Tawarikh Nusantara - Kitab Kedua: Gema Sriwijaya

Kingdenie
Chapter #28

Perpisahan yang Pahit

Beberapa minggu berlalu sejak kemenangan di Selat Tumasik. Palembang telah berubah. Energi perayaan yang gegap gempita perlahan surut, digantikan oleh denyut energi baru yang lebih agresif, lebih tajam, dan penuh ambisi. Dirgantara merasakannya setiap kali ia berjalan melewati jalanan kota. Ia melihat prajurit-prajurit Sriwijaya yang kini berpatroli dengan dagu terangkat, tatapan mereka tidak lagi waspada, melainkan angkuh. Ia melihat para saudagar yang tadinya menjadi sekutunya, kini membentuk kelompok-kelompok eksklusif, berbisik tentang monopoli dan rute dagang yang harus "diamankan".

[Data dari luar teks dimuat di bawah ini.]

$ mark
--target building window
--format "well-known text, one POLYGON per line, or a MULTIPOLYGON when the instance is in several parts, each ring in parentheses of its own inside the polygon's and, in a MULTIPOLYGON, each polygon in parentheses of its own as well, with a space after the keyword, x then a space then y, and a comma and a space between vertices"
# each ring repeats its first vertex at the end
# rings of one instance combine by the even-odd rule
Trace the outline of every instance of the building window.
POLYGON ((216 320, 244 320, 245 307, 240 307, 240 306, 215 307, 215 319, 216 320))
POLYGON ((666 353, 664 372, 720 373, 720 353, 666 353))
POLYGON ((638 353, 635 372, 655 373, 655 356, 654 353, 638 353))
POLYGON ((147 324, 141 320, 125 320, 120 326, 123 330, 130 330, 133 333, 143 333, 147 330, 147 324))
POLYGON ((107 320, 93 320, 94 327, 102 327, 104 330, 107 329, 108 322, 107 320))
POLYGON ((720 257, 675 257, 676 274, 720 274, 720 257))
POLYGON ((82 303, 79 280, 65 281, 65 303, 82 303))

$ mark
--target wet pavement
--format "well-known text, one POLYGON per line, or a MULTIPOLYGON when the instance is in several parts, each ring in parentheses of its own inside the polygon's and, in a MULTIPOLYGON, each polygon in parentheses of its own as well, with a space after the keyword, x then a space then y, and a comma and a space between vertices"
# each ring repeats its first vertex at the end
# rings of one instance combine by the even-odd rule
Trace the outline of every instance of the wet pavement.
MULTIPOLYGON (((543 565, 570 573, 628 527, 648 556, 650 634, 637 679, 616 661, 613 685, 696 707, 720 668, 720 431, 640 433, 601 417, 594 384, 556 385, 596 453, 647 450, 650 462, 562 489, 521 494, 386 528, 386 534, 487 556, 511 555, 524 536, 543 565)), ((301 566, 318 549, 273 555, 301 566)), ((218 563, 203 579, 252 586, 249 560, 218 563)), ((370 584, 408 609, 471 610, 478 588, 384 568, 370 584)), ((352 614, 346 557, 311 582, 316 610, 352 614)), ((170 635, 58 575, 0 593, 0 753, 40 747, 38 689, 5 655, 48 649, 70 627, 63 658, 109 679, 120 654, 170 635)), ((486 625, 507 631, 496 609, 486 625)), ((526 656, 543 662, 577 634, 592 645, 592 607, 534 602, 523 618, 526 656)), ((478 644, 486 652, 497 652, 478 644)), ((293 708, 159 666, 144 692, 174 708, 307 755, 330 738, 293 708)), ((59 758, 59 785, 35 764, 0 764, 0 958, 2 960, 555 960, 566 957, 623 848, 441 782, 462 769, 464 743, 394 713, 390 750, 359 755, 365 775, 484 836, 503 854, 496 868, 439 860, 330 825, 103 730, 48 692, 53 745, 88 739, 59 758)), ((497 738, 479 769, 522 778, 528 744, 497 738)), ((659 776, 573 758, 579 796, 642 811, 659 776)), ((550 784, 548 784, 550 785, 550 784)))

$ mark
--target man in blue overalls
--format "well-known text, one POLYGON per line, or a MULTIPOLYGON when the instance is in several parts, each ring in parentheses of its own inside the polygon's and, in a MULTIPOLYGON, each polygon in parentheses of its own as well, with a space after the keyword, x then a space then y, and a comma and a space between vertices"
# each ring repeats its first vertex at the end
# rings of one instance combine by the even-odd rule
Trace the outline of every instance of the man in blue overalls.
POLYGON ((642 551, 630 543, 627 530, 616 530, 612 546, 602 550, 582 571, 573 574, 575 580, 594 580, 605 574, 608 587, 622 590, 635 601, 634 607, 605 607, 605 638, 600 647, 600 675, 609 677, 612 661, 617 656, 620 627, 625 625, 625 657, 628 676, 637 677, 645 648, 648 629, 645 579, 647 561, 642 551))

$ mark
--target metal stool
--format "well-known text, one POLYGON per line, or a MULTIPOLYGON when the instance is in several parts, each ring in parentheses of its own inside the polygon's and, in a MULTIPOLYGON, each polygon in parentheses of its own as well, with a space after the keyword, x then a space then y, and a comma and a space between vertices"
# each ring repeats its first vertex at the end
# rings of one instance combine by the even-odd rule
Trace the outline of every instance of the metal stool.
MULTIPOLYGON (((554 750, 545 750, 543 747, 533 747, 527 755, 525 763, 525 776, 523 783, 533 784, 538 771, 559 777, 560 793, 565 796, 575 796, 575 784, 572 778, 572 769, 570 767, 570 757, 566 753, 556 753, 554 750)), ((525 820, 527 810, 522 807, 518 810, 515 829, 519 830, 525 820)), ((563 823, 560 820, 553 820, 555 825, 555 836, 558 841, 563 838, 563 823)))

Suatu sore, saat ia berjalan melewati pasar yang pernah ia selamatkan dari keributan, ia menyaksikan sebuah adegan yang membuat hatinya terasa dingin. Ia melihat sekelompok prajurit bayaran yang kini bekerja untuk persekutuan saudagar sedang bersitegang dengan seorang pedagang dari Champa. Bukan lagi perdebatan harga yang wajar, melainkan sebuah intimidasi yang terang-terangan.

“Pajak keamanan,” kata pemimpin prajurit bayaran itu dengan senyum sinis, tangannya menepuk-nepuk gagang pedangnya. “Semua kapal yang bersandar di pelabuhan Sriwijaya yang agung harus menyumbang demi ketertiban.”

Pedagang Champa yang ketakutan itu tidak punya pilihan selain menyerahkan beberapa keping perak. Dirgantara berdiri membeku di kejauhan. Ia mengenali pemandangan itu. Itu adalah cerminan dari kesombongan Majapahit yang pernah ia lawan. Ia telah berjuang begitu keras untuk menyelamatkan Sriwijaya dari kehancuran, hanya untuk menyaksikan kerajaan itu mulai mengenakan topeng yang sama seperti musuh yang telah mereka kalahkan. Filosofi sang naga, penjaga keseimbangan, terasa seperti sebuah lelucon yang pahit. Keseimbangan tidak pernah pulih; ia hanya bergeser dari satu sisi timbangan ke sisi yang lain.

Ia tahu waktunya di sini telah berakhir. Ia tidak memiliki tempat dalam dunia baru yang serakah ini. Tinggal lebih lama hanya akan memperpanjang penderitaannya dan memberikan harapan palsu pada satu-satunya orang yang kini paling ingin ia lindungi dari dirinya sendiri: Zahira.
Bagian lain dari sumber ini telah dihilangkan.